Et pourtant, l’homme s’invite chez vous chaque soir dans votre salon, avant ou après les informations du soir :
la publicité de la MAAF, « Un jour, je l’aurai ! », c’est lui.

Pour le reste, sa carrière est des plus éloquentes. Plusieurs dizaines de films, de téléfilms, de pièces de théâtre, dans lesquels il ne tient que rarement le premier rôle, mais carrière lui ayant permis de devenir un de ces incontournables seconds couteaux sans lesquels la cinéphilie française ne serait pas ce qu’elle est.

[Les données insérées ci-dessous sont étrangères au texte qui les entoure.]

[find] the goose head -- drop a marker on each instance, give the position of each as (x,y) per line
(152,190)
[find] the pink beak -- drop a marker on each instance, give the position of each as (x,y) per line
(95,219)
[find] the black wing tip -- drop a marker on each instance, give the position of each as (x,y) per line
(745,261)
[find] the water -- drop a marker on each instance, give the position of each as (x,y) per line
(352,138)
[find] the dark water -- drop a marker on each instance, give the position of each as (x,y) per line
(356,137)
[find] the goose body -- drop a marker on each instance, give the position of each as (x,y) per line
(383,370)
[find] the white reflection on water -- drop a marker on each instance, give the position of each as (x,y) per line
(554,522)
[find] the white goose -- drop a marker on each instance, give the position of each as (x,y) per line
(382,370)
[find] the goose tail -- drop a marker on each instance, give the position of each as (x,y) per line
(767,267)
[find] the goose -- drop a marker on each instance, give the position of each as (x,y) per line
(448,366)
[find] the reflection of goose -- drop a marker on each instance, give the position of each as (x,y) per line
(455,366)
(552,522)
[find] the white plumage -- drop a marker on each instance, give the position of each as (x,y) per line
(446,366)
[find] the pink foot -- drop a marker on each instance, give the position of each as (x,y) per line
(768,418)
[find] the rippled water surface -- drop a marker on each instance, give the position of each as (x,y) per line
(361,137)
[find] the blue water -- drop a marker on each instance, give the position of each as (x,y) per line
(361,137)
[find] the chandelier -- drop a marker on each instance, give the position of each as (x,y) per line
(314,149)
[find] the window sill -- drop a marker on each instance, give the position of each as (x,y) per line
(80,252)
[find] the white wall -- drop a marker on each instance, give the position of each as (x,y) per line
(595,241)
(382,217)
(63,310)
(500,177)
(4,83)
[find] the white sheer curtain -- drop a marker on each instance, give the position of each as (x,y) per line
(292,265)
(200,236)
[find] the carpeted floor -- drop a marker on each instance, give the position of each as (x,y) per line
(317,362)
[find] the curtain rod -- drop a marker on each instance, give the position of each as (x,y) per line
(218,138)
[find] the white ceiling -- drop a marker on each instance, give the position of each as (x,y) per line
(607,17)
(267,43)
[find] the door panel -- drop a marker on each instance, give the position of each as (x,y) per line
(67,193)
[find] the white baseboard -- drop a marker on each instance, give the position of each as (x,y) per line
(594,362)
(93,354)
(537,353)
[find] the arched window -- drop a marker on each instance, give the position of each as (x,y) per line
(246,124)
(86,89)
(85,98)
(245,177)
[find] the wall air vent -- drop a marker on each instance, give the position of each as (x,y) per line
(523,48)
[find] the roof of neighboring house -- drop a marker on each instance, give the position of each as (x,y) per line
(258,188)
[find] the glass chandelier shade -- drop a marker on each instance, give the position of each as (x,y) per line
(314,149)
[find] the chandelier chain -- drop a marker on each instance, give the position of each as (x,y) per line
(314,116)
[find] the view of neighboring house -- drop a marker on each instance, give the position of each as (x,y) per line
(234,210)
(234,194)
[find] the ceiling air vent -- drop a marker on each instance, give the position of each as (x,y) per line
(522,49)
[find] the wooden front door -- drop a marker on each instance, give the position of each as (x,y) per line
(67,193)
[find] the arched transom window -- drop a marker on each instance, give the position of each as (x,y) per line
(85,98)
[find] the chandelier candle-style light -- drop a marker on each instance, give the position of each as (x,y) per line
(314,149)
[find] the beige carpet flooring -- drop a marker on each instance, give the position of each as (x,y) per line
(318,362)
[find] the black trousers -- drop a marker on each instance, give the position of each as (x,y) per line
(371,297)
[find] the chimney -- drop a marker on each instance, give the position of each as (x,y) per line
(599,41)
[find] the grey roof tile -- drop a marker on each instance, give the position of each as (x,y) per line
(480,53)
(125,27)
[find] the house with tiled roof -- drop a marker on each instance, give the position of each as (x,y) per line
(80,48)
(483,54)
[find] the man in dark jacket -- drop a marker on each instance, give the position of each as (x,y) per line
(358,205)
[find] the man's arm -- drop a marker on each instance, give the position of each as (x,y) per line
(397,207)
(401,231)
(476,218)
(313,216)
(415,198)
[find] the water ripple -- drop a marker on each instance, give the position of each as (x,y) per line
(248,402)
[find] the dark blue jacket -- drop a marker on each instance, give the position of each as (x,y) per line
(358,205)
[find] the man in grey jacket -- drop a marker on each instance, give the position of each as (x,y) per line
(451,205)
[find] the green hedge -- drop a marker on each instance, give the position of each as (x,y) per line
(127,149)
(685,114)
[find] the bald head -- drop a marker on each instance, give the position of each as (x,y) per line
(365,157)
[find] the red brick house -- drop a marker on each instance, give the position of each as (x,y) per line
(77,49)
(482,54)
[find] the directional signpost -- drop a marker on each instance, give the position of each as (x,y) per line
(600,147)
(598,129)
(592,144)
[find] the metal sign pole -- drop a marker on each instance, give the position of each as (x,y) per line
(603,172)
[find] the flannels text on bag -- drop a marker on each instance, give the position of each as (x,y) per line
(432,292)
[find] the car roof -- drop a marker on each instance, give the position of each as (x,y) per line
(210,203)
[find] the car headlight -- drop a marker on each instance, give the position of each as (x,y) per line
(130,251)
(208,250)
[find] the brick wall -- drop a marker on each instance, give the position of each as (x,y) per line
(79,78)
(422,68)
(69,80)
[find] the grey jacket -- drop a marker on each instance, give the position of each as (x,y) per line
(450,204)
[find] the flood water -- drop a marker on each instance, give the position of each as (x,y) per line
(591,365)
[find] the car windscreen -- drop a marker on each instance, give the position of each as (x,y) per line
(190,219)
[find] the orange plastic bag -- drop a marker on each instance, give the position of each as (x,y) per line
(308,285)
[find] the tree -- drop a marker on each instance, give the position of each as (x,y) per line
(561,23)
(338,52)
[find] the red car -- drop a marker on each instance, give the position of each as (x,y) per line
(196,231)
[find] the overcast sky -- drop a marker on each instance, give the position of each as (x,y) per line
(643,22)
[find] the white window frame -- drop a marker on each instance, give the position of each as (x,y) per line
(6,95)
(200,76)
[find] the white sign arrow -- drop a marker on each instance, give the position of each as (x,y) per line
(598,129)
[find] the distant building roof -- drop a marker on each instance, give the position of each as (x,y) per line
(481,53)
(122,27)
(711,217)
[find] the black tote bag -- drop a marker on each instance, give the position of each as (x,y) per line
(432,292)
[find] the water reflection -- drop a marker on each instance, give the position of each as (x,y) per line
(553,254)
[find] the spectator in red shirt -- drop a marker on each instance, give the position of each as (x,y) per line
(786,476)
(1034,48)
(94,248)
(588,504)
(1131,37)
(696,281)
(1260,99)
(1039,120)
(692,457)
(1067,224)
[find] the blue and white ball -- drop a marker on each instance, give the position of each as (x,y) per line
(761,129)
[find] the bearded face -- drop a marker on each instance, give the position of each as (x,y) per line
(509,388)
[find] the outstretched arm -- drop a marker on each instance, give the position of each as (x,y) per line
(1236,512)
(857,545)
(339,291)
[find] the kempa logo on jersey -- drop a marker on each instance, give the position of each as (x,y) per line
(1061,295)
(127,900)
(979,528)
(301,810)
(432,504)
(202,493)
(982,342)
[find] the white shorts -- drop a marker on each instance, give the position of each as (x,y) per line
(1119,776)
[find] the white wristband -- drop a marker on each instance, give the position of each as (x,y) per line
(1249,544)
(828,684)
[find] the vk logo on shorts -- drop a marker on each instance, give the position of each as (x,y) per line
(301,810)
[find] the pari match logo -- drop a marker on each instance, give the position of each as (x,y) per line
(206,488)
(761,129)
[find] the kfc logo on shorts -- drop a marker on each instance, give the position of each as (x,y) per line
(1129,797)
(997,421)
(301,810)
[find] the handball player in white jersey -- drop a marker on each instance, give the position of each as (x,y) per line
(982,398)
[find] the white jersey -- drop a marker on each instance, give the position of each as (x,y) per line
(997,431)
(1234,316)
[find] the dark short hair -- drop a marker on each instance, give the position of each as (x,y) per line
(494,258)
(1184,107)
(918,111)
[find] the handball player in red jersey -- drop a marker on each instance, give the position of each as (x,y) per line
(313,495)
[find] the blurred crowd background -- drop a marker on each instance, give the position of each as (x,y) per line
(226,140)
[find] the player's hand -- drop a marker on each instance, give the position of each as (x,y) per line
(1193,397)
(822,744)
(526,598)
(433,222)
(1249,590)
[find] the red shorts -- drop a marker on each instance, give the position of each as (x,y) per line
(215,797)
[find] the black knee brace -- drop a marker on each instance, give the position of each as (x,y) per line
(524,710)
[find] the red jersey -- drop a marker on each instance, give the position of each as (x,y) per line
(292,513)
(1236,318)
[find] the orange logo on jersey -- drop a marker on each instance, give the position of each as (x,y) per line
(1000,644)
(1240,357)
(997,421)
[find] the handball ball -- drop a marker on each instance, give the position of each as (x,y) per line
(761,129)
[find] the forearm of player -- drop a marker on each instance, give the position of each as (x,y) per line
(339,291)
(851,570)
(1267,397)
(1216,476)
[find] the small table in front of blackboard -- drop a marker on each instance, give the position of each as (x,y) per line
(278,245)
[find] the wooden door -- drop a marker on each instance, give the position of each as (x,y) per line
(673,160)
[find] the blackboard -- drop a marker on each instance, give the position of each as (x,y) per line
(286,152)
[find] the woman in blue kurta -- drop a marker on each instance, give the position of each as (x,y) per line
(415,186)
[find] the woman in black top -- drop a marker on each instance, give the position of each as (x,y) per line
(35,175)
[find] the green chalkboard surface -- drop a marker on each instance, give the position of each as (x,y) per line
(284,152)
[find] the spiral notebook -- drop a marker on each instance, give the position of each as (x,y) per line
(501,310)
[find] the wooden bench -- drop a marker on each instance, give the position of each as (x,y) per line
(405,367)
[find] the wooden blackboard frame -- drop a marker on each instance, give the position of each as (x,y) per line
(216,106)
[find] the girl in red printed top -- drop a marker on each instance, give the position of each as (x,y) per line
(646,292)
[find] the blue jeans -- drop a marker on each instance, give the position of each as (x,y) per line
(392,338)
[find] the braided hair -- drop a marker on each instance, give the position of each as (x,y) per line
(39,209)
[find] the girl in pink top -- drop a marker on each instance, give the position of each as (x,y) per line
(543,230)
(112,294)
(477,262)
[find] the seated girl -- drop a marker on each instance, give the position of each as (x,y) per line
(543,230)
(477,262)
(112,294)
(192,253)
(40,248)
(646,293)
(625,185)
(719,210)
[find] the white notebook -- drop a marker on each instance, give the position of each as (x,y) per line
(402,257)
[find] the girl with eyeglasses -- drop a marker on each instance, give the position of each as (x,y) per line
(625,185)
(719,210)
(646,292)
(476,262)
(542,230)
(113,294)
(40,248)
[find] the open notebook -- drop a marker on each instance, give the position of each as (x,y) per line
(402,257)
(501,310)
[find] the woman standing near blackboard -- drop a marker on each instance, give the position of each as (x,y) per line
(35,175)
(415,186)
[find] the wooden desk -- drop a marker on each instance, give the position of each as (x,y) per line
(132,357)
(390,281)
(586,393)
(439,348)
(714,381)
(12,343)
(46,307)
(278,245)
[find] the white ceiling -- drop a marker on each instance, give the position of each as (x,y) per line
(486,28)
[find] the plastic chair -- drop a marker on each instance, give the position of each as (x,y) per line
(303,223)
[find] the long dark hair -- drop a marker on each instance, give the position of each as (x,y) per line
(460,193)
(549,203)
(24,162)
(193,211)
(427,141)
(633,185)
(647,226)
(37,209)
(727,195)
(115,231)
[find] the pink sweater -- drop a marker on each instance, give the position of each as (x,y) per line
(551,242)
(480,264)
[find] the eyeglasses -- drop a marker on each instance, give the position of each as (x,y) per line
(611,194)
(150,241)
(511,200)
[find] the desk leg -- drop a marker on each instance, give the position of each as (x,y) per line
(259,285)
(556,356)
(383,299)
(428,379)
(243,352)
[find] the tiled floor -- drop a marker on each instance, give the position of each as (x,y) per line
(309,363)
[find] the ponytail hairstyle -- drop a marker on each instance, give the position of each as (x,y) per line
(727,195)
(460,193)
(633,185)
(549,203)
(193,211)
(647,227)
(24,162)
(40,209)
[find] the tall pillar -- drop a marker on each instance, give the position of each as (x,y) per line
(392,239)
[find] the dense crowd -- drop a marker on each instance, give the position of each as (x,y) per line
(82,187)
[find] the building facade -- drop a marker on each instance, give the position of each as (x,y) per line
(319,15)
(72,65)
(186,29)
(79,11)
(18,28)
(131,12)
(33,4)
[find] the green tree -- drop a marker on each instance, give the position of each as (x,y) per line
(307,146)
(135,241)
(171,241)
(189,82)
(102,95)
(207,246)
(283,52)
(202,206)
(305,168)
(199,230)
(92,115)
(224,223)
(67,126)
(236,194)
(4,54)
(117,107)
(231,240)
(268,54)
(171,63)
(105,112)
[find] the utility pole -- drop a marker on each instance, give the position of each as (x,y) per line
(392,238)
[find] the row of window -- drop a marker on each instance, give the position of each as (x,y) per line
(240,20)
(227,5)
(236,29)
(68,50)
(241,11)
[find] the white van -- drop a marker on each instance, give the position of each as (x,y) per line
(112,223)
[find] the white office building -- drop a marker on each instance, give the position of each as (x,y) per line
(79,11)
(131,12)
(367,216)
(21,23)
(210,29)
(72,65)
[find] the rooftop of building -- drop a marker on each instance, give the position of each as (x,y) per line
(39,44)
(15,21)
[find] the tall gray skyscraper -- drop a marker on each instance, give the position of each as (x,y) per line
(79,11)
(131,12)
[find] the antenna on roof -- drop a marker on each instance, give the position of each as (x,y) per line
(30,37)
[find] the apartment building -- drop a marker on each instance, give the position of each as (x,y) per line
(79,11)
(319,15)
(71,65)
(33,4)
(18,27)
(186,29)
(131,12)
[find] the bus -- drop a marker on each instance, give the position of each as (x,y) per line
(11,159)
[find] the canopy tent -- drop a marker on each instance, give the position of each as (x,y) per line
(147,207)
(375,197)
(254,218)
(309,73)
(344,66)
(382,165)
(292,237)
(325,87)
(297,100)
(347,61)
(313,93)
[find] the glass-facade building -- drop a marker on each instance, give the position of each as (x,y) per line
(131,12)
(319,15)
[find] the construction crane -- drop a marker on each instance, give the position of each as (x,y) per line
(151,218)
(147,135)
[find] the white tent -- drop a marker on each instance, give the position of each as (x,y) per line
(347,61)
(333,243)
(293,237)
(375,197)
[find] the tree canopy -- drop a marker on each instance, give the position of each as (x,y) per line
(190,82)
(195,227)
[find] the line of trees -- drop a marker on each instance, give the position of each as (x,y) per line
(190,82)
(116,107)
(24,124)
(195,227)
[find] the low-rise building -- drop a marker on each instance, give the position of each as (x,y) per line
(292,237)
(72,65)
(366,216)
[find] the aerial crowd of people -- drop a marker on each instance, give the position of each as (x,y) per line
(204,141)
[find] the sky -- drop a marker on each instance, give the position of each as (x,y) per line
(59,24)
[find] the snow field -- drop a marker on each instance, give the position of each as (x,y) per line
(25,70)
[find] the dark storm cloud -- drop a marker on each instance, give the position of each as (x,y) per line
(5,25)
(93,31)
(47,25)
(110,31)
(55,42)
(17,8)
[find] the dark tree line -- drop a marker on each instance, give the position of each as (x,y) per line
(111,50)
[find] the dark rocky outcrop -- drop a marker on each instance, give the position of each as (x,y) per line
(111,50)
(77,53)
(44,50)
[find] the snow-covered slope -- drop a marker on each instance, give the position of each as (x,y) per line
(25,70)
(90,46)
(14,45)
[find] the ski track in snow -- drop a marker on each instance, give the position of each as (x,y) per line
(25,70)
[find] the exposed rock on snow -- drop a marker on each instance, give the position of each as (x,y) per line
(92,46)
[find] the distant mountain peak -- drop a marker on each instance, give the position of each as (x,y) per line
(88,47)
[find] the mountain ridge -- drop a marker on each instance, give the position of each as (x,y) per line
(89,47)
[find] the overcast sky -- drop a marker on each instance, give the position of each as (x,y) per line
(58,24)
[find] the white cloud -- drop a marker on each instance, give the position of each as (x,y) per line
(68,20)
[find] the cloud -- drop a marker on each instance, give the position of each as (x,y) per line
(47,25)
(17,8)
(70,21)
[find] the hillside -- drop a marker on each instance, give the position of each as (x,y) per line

Son parcours personnel nous en dit plus encore. Franck de Lapersonne, de son véritable patronyme, est issu d’une vieille lignée d’aristocrates de terroir.
Passionné de généalogie, il fait remonter son ascendance jusqu’au XIVe siècle. Tout aussi possédé par la langue de Molière, on le remarque dès 1981, lorsque maître d’œuvre d’un programme d’apprentissage du français, intitulé La leçon du Dr Taylor, mis au point avec l’université américaine de Yale, initiative aujourd’hui pour référence, il est fait chevalier de l’ordre des Arts et des Lettres, au titre de la Francophonie.
Bon sang et langue alerte ne sauraient mentir.

Interrogé par notre confrère 20 Minutes, le saltimbanque en question, malgré un parcours politique sinueux allant de Mitterrand à Sarkozy, de Royal à Mélenchon, tout en passant par Hollande, explique la raison de ce coming out inattendu :
« C’est l’entrée d’Emmanuel Macron dans la campagne. Cela a été décisif car pour moi, c’est la société Uber qu’il nous propose. J’étais sidéré que ce personnage ait été inventé par les banques. C’est un petit mannequin de magazine pour séduire les foules. Cet homme me fait très peur. »

Quant à cette seule phrase extraite d’un long discours par les médias, selon laquelle « Molière ne parlait pas l’anglais et Victor Hugo n’a pas appris l’arabe à l’école », il précise :
« Cela n’avait rien contre les Arabes, les musulmans. Je ne suis pas raciste du tout. Je suis pour que l’on s’aime tous ! »

Alors, hirondelle annonçant un printemps électoral ou histrion solitaire ?
Réponse : « Le monde des arts ?
C’est une équipe de gens très bien installés depuis quarante ans et qui gagnent des fortunes.
On pourrait faire une liste très longue. Je pense, par ailleurs, que je ne suis pas isolé car j’ai reçu des dizaines d’appels de soutien cette nuit. »

Pas de doute, ce Franck est aussi une assez belle personne.